Grandfather Gao is not the type to sigh with relief, but the barely discernible relaxation in his tone when he spoke was the next best thing. “I am pleased to hear that, Ling Wan-Ju. Can you tell me what has happened?”
I laid it all out for him: Iron Fist, the prayer-seller, Tony and Big John; Wei Ang-Ran, Steven, and Harry; Mark, Maria Quezon, and L. L. Lee. My lunch came and started to cool on my table and I was still talking.
“I am sorry for what your partner has suffered,” was the first thing Grandfather Gao said when my story was done. I took advantage of his continuing, “Please convey to him my sympathy. I am deeply in his debt,” to slurp down some noodles.
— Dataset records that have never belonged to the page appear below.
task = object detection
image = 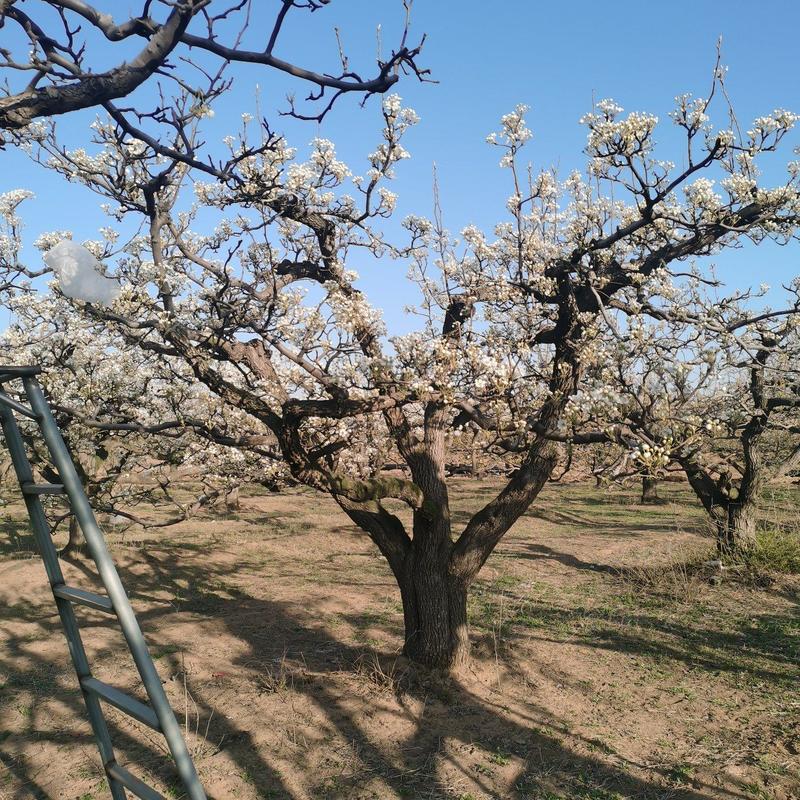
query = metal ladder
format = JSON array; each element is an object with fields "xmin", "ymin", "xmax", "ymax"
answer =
[{"xmin": 0, "ymin": 366, "xmax": 206, "ymax": 800}]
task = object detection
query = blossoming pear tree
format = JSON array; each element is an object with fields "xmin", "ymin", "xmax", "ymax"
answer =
[
  {"xmin": 570, "ymin": 278, "xmax": 800, "ymax": 555},
  {"xmin": 0, "ymin": 199, "xmax": 288, "ymax": 554},
  {"xmin": 4, "ymin": 61, "xmax": 800, "ymax": 669}
]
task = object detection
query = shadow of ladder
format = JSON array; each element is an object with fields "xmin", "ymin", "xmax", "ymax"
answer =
[{"xmin": 0, "ymin": 366, "xmax": 206, "ymax": 800}]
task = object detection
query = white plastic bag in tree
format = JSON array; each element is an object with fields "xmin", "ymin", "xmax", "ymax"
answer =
[{"xmin": 44, "ymin": 239, "xmax": 120, "ymax": 305}]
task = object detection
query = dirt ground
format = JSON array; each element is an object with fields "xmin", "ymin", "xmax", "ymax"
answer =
[{"xmin": 0, "ymin": 479, "xmax": 800, "ymax": 800}]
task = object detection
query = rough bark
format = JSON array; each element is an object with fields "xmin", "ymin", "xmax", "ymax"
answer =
[
  {"xmin": 717, "ymin": 501, "xmax": 757, "ymax": 556},
  {"xmin": 400, "ymin": 547, "xmax": 470, "ymax": 671}
]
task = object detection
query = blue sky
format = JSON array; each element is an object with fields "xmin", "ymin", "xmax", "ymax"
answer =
[{"xmin": 0, "ymin": 0, "xmax": 800, "ymax": 330}]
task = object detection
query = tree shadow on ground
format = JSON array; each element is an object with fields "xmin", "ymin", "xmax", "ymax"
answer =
[{"xmin": 0, "ymin": 544, "xmax": 791, "ymax": 800}]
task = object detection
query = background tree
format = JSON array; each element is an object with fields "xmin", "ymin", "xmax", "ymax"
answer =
[
  {"xmin": 564, "ymin": 273, "xmax": 800, "ymax": 554},
  {"xmin": 4, "ymin": 57, "xmax": 798, "ymax": 668}
]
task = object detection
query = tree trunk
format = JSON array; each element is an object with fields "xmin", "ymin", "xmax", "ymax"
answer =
[
  {"xmin": 400, "ymin": 545, "xmax": 470, "ymax": 671},
  {"xmin": 717, "ymin": 501, "xmax": 756, "ymax": 556},
  {"xmin": 225, "ymin": 486, "xmax": 241, "ymax": 511},
  {"xmin": 642, "ymin": 475, "xmax": 662, "ymax": 503}
]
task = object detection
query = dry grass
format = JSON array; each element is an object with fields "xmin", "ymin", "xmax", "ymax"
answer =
[{"xmin": 0, "ymin": 480, "xmax": 800, "ymax": 800}]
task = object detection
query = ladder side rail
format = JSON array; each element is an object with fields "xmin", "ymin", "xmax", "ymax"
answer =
[
  {"xmin": 0, "ymin": 406, "xmax": 126, "ymax": 800},
  {"xmin": 23, "ymin": 377, "xmax": 207, "ymax": 800}
]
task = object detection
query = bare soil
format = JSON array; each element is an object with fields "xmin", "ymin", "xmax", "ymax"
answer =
[{"xmin": 0, "ymin": 479, "xmax": 800, "ymax": 800}]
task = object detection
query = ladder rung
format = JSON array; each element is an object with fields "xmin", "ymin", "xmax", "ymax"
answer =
[
  {"xmin": 22, "ymin": 483, "xmax": 64, "ymax": 494},
  {"xmin": 0, "ymin": 392, "xmax": 39, "ymax": 420},
  {"xmin": 53, "ymin": 584, "xmax": 114, "ymax": 614},
  {"xmin": 81, "ymin": 678, "xmax": 161, "ymax": 731},
  {"xmin": 106, "ymin": 761, "xmax": 165, "ymax": 800},
  {"xmin": 0, "ymin": 364, "xmax": 42, "ymax": 380}
]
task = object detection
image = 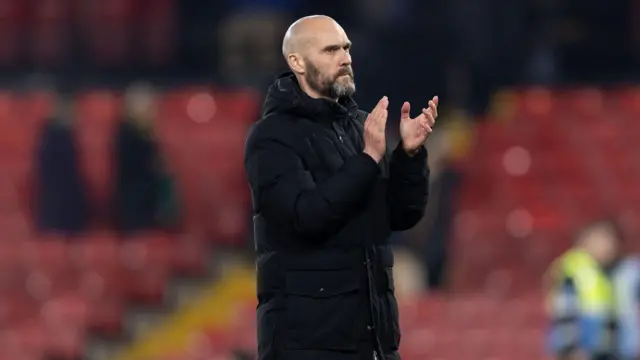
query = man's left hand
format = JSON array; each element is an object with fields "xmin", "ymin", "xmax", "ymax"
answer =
[{"xmin": 400, "ymin": 96, "xmax": 438, "ymax": 155}]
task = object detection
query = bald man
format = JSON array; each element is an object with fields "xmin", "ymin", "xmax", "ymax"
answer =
[{"xmin": 245, "ymin": 16, "xmax": 438, "ymax": 360}]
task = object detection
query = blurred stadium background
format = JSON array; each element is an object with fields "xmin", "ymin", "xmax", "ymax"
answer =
[{"xmin": 0, "ymin": 0, "xmax": 640, "ymax": 360}]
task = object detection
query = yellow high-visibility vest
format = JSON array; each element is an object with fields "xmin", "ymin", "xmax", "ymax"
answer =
[{"xmin": 555, "ymin": 250, "xmax": 615, "ymax": 315}]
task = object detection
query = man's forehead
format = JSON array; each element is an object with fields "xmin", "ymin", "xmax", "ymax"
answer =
[{"xmin": 309, "ymin": 28, "xmax": 350, "ymax": 48}]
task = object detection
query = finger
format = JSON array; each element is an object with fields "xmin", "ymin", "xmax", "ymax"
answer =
[
  {"xmin": 429, "ymin": 100, "xmax": 438, "ymax": 119},
  {"xmin": 418, "ymin": 115, "xmax": 432, "ymax": 129},
  {"xmin": 379, "ymin": 109, "xmax": 389, "ymax": 130},
  {"xmin": 422, "ymin": 109, "xmax": 436, "ymax": 126},
  {"xmin": 380, "ymin": 96, "xmax": 389, "ymax": 110},
  {"xmin": 371, "ymin": 96, "xmax": 389, "ymax": 122},
  {"xmin": 400, "ymin": 101, "xmax": 411, "ymax": 119}
]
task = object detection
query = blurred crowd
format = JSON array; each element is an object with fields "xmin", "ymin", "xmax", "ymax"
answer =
[{"xmin": 0, "ymin": 0, "xmax": 640, "ymax": 358}]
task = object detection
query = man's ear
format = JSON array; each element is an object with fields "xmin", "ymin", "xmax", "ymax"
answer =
[{"xmin": 287, "ymin": 53, "xmax": 305, "ymax": 74}]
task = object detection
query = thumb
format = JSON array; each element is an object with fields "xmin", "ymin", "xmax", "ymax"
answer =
[{"xmin": 400, "ymin": 101, "xmax": 411, "ymax": 119}]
“Thank you, Grandfather. He will be pleased to know he’s served you well.” I sneaked a quick piece of fish and, hoping the connection wasn’t quite good enough that he could hear me chewing all the way in New York, asked, “Grandfather, one thing has been troubling me. From what you know about Wei Di-Pen,”—Steven—“does he seem like the kind of man who would make a deal with Lee?”
“A man may do many unexpected things for the sake of his family,” was his reply.
“That’s true, of course. But even assuming he made the deal, I’m not sure how he found out Lee Lao-Li was involved in this at all.” He didn’t answer. I sighed, sipped from my teacup. “Maybe it doesn’t matter. The little boy is safe. Bill’s safe. But Grandfather …”
“Yes?”
“What should I do about what Quan Mai asked of me? Can I really just let him shut a trap on Wei Di-Fen to bring down Lee Lao-Li?”
For longer than I expected there was silence from New York. I covered the speaker part of my cell phone with my hand so I could eat more fish and some crunchy strips of carrot. Probably, Grandfather Gao was thinking up some polite way to point out the path that would have been obvious to anyone more clear-thinking than Chin Ling Wan-Ju. My problem was, I couldn’t anticipate him. Either he was about to tell me that it wasn’t my concern, that Steven Wei was going to have to, as Mark had said, pay his family’s debt, and I should butt out; or he was going to say of course I couldn’t let that happen, that my long-standing relationship with himself, Grandfather Gao, created a debt I owed to the son of his oldest friend—a man my own grandfather had known—and that it was therefore my obvious obligation to warn Steven. Both approaches were very Chinese, totally believable. I waited to see which it was.
It was neither. “Perhaps, Ling Wan-Ju,” Grandfather Gao said as I lifted some noodles out of my soup bowl, “when you find the answers to the questions still troubling you, you will find that they solve this problem also.”
I was a little surprised at the implication here. “Find the answers?” I said.
“You will not walk away from an unanswered question.” All the way from New York I could hear Grandfather Gao smiling. “I have known you too long to think otherwise. Now, Chin Ling Wan-Ju, enjoy the rest of your lunch.”
And Grandfather Gao rang off, leaving me alone in the shade with my soup and the sleepy dogs.
 
After lunch, still thinking over what Grandfather Gao had said, I walked along the waterfront street past the ferry terminal to the hospital. I was beyond exhausted now, beyond adrenaline-fueled, beyond determined. I was hot and pleasantly sleepy, maybe even a little stupid, but I didn’t care. Grandfather Gao might be right, but there wasn’t an unanswered question on earth I was capable of doing anything about right now. I’d collect Bill from the hospital, we’d go back to our hotel on Kowloon, I’d sleep, and then I’d start worrying about rounding up any stray answers I needed.
Some of it worked out that way. But the thing about answers is, if you don’t find them, they have a way of finding you.
Bill was perched on the edge of a chair by the window drinking tea when I got to his room. He wore a hopital gown open at the back and a pair of boxer shorts.
“Nice legs,” I said, entering the room.